For the first time in several months, the INSEE and Markit business climate surveys did not move in the same direction in September. The INSEE composite index picked up slightly (up 1 point to 111), while the composite PMI continued to erode (down 1 point to 55). The activity component of the manufacturing PMI declined more sharply (down 3 points to 51.3) than for the services PMI (down 0.3 points to 56). Yet the survey results are still holding at a high level, and their Q3 average is higher than their Q2 average. We are still confident in our Q3 GDP growth forecast (+2.2% q/q after +1.1%).

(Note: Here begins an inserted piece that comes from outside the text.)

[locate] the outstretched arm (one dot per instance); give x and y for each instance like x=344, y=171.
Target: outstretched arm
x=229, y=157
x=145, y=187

Mixed sector details in the INSEE survey mitigate the positive signal of the headline improvement. The services index regained 1 point to 110, thanks notably to the improvement in the balance of opinions on future demand, employment and investment plans. In the building industry, business leaders expressed a little more confidence in their business prospects. In contrast, the manufacturing index declined sharply (down 4 points to 106) due to the deterioration in most of the balances of opinion, with the notable exception of a more favourable assessment of overall production prospects. This downturn is not surprising as it follows on the back of a major 9-month increase. Moreover, it bears the marks of current supply-side constraints. For the same reasons, the wholesale business climate index also declined (down 3 points to 110). The new decline in the retail index (down 3 points to 106) probably reflects a technical correction after a very strong rebound in May and June, following the end of April’s lockdown. The troubles in the automobile sector are also to blame, but it would become alarming if this trend were to continue in the months ahead.
The 3-point increase in the households’ confidence index in September (to 102) is the positive surprise of the past two weeks. We were expecting households’ confidence to decline with the current surge in inflation. That has yet to happen. Households’ confidence has improved thanks to their more positive assessment of both past and future living standards in France, and of unemployment trends. Despite this good news, we should expect a backlash in October. Inflation might not be very high, but it has risen considerably since the end of last year, with a negative impact on purchasing power. Year-on-year inflation was nil in December 2020, but by September 2021, it had risen above 2% (2.1%) for the first time in three years. What we are seeing is not a return to inflation strictly speaking (the increase in prices is neither widespread nor self-sustaining), but a relative and apparently temporary distortion of prices (the increase in the energy component alone contributed about half of inflation in September). Yet this price distortion nonetheless feeds “bad” inflation. And even though we expect them to be limited, it will have negative consequences on growth.